A dairy barn north of Rocky Mountain House is the latest in the season’s growing list of roof casualties.

The Simmelink family’s barn roof collapsed under the pressure of heavy snow around 8:30 Monday morning, said Sandra Simmelink.

The barn was the larger one of two on the property and housed about 100 milking cows as well as 15 or so calves.

As of around 10:45 a.m., fire crews from Rocky Mountain House and Condor were cautiously beginning to walk through the debris to locate cows unaccounted for.

“My son believed there might be 25 to 30 cows we’ve lost but that’s not the final number yet,” Simmelink said. “They did find some in the back part of the barn that they are now trying to get out that are still alive.”

It is believed most of the calves survived.

No one was injured as Simmelink’s husband, David, had just wrapped up the morning chores around 8 a.m. and was in the house at the time of the collapse.

The entire centre section of the “pitch-style roof” went in, according to Simmelink.

“The two ends of the roof and the parlour are there but they’re twisted because of the pressure so all the walls are not right,” she said.

“It’s a plain, basic barn.

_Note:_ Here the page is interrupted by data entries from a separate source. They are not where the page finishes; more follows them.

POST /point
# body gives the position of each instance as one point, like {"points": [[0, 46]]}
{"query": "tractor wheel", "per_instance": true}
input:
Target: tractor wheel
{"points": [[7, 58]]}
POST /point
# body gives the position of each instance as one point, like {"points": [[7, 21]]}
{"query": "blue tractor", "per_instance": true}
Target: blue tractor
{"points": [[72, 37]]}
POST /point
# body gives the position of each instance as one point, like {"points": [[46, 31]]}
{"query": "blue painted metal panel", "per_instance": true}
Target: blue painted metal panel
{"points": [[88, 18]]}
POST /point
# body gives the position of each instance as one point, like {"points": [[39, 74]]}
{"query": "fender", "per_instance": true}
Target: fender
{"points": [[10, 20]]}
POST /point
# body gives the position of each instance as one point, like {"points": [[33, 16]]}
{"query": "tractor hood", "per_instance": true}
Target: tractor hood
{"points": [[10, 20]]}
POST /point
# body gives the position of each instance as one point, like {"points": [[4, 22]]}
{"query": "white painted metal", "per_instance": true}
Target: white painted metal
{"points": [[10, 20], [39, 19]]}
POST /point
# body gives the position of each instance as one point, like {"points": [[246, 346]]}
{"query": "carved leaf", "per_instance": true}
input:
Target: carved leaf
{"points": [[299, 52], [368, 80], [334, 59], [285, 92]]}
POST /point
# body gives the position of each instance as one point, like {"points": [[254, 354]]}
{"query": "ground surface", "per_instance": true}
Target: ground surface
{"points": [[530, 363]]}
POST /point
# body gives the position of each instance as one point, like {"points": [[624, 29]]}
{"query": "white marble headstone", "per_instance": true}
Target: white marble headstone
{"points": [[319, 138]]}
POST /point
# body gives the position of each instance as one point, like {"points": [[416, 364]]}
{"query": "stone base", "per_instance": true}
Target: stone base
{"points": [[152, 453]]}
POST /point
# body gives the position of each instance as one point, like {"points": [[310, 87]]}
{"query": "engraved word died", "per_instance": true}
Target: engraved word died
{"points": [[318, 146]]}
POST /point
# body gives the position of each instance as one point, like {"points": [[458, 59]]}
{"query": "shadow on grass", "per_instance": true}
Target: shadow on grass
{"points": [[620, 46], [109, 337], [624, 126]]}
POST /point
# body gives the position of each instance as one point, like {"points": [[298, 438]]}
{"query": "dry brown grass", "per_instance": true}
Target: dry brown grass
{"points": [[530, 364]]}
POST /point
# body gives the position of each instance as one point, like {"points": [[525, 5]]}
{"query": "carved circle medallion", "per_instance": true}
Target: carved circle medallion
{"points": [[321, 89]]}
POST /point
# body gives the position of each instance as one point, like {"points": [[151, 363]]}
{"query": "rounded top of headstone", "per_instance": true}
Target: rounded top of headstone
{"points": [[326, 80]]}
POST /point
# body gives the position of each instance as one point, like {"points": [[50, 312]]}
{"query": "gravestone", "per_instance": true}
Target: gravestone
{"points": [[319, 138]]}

Not a wide span barn, not like the newer ones, and it was the older section of it that went — we built onto it about five or six years ago.”

Simmelink’s son Brett was on scene with fire crews and said everything is “wrecked.”

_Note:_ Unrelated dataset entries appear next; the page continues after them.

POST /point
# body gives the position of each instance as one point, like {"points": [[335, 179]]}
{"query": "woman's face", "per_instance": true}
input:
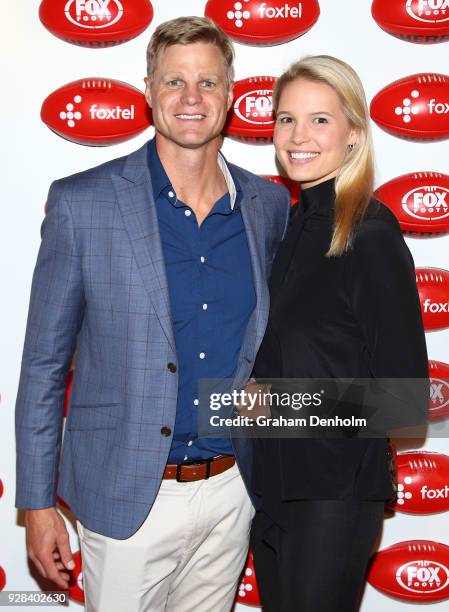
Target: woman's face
{"points": [[312, 133]]}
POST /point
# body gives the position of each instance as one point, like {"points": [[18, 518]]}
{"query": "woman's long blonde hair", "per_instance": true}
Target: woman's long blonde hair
{"points": [[354, 183]]}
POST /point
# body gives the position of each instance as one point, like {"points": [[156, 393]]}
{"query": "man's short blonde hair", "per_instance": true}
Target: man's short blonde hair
{"points": [[188, 30]]}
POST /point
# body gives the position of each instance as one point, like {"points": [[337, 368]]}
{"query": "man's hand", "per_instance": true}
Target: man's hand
{"points": [[48, 545]]}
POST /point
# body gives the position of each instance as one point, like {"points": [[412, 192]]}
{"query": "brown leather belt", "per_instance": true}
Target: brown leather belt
{"points": [[189, 472]]}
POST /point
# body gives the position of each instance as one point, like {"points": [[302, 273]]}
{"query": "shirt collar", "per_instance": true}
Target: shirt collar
{"points": [[161, 182]]}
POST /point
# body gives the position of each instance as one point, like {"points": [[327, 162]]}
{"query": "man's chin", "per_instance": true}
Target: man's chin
{"points": [[191, 141]]}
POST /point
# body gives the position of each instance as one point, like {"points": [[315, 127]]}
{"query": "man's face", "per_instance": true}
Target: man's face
{"points": [[188, 94]]}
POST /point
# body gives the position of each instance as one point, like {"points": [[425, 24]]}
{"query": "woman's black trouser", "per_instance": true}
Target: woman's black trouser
{"points": [[318, 561]]}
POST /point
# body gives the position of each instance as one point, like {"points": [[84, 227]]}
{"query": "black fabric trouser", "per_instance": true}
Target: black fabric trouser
{"points": [[318, 561]]}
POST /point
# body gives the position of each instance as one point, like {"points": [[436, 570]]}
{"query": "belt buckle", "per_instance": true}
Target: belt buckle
{"points": [[181, 465]]}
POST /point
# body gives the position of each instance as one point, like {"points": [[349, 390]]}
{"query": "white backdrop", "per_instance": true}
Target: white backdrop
{"points": [[35, 63]]}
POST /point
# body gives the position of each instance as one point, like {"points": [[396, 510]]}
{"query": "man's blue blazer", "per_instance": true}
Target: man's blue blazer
{"points": [[99, 287]]}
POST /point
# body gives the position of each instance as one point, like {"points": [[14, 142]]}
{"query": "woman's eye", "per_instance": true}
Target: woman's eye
{"points": [[284, 119]]}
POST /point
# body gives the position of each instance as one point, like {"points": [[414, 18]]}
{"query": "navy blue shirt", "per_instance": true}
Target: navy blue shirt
{"points": [[212, 296]]}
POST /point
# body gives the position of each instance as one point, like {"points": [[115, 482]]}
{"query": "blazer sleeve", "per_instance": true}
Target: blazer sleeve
{"points": [[385, 301], [55, 315]]}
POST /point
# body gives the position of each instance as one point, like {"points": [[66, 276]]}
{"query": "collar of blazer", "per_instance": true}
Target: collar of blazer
{"points": [[135, 199]]}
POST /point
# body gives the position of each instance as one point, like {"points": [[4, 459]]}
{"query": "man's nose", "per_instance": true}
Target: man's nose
{"points": [[191, 94]]}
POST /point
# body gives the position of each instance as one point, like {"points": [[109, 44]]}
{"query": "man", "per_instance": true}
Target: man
{"points": [[154, 267]]}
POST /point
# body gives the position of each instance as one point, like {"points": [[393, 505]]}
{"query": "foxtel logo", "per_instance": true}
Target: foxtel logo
{"points": [[435, 307], [254, 104], [118, 112], [281, 12], [434, 11], [93, 14], [427, 493]]}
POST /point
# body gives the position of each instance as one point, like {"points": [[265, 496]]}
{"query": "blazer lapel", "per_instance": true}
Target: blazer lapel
{"points": [[137, 207], [255, 231]]}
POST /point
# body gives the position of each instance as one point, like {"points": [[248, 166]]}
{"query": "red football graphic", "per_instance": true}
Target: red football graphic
{"points": [[420, 201], [293, 186], [433, 288], [96, 23], [415, 107], [419, 21], [76, 589], [251, 116], [439, 390], [415, 570], [263, 23], [248, 592], [423, 482], [96, 111]]}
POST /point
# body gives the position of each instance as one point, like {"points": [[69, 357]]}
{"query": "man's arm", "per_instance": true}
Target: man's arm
{"points": [[55, 315]]}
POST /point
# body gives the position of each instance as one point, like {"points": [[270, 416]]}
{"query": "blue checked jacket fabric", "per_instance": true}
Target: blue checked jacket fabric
{"points": [[99, 287]]}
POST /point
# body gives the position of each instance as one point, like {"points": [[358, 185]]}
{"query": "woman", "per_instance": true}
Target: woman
{"points": [[344, 304]]}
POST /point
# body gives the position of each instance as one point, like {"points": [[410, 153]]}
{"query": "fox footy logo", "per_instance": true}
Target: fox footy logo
{"points": [[428, 202], [93, 14], [423, 576], [434, 11]]}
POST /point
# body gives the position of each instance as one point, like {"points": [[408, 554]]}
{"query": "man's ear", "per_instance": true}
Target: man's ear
{"points": [[148, 82], [230, 96]]}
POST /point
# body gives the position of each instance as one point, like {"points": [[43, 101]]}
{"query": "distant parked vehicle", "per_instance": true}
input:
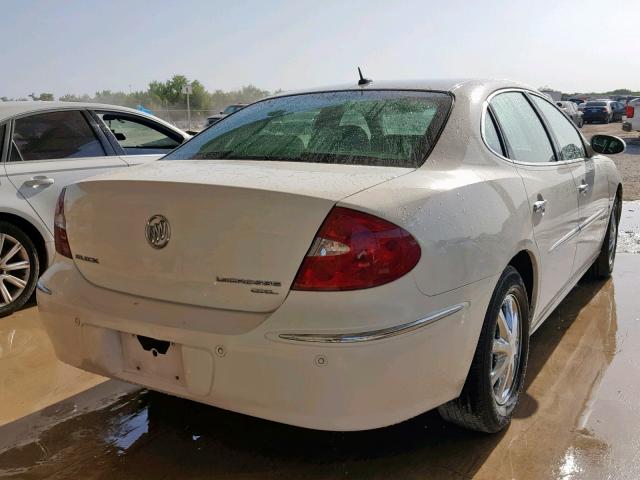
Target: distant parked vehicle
{"points": [[570, 109], [619, 109], [45, 146], [599, 111], [632, 123], [227, 111]]}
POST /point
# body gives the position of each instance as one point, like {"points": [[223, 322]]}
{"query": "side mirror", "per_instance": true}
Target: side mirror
{"points": [[607, 144]]}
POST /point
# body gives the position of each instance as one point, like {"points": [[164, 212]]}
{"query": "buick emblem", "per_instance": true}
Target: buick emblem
{"points": [[158, 231]]}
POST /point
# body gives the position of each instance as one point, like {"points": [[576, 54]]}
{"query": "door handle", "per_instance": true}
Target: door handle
{"points": [[39, 181], [540, 206], [583, 187]]}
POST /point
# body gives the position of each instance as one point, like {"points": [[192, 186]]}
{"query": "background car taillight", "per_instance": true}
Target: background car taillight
{"points": [[355, 250], [60, 228]]}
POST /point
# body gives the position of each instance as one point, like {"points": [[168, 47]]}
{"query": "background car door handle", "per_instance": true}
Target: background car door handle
{"points": [[39, 181], [540, 206]]}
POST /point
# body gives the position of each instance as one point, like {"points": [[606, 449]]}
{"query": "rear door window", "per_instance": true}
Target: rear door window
{"points": [[139, 136], [54, 135], [526, 137], [570, 145]]}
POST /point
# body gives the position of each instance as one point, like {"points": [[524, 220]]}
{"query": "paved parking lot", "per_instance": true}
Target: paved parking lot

“About one-third of it is down, and the other two-thirds — the newer part we’d built — is twisted. ... The older part of the barn might be about 15 years old,” Brett said.

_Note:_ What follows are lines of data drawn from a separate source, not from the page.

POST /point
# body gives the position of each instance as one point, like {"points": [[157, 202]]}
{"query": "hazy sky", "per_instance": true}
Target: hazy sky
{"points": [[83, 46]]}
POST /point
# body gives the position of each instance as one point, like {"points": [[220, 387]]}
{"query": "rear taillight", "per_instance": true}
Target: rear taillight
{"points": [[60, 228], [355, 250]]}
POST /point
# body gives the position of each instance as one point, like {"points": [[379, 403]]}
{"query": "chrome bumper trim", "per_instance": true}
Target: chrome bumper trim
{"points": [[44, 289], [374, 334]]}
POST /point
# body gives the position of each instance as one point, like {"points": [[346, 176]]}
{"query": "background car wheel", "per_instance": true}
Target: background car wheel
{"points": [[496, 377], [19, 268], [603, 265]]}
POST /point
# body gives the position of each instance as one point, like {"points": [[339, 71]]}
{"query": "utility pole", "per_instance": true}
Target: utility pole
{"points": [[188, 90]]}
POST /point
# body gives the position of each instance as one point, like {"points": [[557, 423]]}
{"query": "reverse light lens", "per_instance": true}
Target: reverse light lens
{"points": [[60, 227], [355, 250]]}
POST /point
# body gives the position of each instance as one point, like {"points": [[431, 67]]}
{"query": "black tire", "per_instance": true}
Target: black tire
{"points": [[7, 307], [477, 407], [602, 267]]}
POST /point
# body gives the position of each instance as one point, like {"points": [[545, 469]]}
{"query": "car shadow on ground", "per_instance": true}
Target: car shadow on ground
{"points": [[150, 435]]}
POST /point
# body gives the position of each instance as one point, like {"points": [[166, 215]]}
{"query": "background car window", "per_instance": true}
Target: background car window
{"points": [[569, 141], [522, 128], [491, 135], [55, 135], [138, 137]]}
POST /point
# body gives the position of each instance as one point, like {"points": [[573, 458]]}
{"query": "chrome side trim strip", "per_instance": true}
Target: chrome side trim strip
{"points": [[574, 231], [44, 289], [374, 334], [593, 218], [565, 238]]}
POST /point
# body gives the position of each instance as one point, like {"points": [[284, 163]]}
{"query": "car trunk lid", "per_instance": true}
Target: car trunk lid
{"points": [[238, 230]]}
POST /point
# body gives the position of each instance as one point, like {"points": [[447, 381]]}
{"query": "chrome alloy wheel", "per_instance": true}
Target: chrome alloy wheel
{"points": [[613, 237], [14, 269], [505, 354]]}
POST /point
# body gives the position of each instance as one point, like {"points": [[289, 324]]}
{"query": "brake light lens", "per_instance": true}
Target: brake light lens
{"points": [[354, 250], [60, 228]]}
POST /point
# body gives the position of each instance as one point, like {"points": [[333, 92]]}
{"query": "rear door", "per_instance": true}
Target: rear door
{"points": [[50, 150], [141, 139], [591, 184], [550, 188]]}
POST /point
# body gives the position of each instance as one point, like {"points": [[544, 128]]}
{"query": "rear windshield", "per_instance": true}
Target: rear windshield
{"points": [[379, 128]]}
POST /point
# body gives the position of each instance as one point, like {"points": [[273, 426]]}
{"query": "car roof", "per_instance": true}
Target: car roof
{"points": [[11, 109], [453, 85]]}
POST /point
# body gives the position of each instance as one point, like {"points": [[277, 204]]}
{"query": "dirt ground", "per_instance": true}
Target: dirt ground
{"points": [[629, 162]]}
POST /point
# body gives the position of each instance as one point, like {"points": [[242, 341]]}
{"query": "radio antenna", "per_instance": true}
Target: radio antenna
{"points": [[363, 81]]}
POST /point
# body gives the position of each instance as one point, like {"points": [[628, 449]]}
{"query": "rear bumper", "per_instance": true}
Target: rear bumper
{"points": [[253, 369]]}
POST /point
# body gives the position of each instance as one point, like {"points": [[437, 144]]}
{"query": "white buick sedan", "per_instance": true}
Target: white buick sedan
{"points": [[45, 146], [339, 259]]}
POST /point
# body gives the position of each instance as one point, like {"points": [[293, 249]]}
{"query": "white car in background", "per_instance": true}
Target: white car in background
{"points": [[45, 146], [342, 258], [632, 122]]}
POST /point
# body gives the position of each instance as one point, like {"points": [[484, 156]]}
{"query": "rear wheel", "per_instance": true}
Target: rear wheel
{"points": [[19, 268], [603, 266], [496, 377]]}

It is the first roof collapse for the Simmelinks in all their years of farming.

They had already cleared snow off of the roofs once this year and were going to do another clearing later this week.

“You hear a lot about collapses this year but we didn’t have a wide barn and we’d been taking care of it so it’s a feeling of shock right now and trying to figure everything out,” Simmelink said.

Simmelink said one of her sons has made arrangements with other dairy farmers in the vicinity to take the Simmelink cows until a more long-term solution is available.

The Simmelinks have been running the dairy operation in the area for about 30 years.

More to come.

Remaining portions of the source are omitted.